Experienced Delta Force operators would have difficulty with that sort of situation, I imagine, because once again, no one expected gunfire.

In a crowded, chaotic, dark environment, several questions present themselves. What if you shoot and miss, and hit an innocent bystander? What if you see someone with a gun, you shoot, and you then learn that the person you killed was a fellow CHL carrier, also trying to take the shooter down? What happens when the cops show up? They are, in all likelihood, not going to know that you are a heroic defender of the innocent. They are going to see an asshole with a gun, and it is highly likely that they are going to take you down. They may or may not conclude that you were not an aggressor, but by then you’ll be dead, and the cop who shot you will probably still get a medal.

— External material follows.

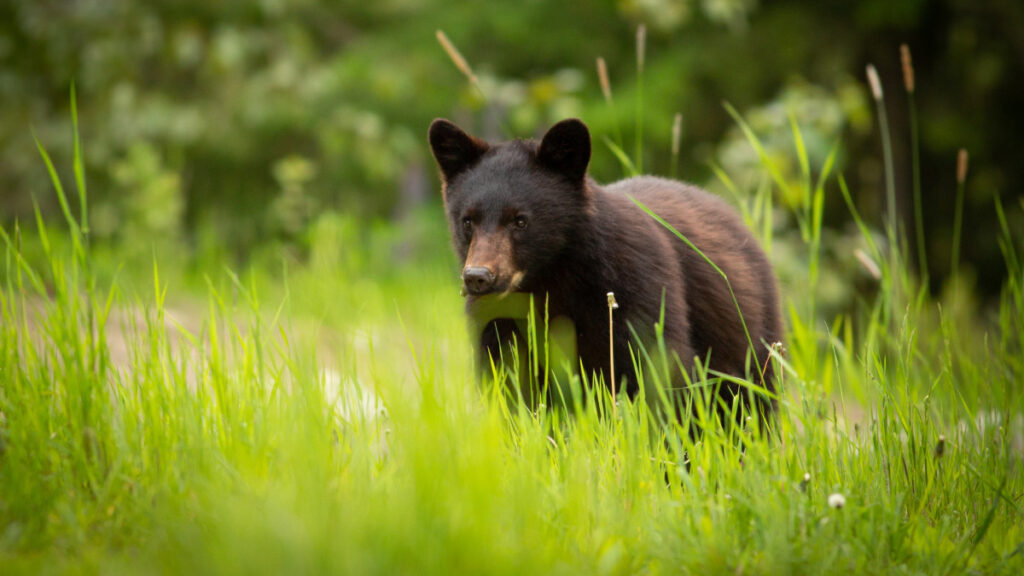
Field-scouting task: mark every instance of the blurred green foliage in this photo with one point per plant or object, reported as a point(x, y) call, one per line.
point(221, 130)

It is very comforting to think that an armed citizen could have handily taken the shooter in Aurora down, and it is possible that someone with sufficient training and skill could have. The odds are very much against it, and pondering it is really just a comic-book fantasy that we use to make ourselves feel better and to tell ourselves “I would have done it differently.”

David Weigel at Slate looks at the reality of trying to shoot this guy in the context of a darkened, noisy theater filled with what might have been tear gas. He discusses past situations where a bystander did successfully stop a shooter, noting that they all occurred in open spaces and in broad daylight. In a follow-up piece, Weigel talks to Greg Block, a federally-certified firearms safety trainer with twenty-nine years of experience. Block, to put it mildly, knows more about firearms than most people talking about arming the moviegoers will ever, ever know. Block thinks that he, personally, could have gotten the drop on the shooter, but for the fact that it was dark, crowded, and full of disorienting smoke. He says he could have gotten shots off within two seconds. Among anyone reading this, or anyone that anyone reading this knows, how many people could fire multiple accurate shots from a pistol within two seconds of drawing their gun? Again, I can’t say for certain, but I suspect the answer, if not zero, is asymptotic to zero. How many people who want to carry guns in public could even have the reaction time to draw, identify the correct target, and shoot in under two seconds? Very, very few, I reckon. Unless, of course, you are a current or former Delta Force operator.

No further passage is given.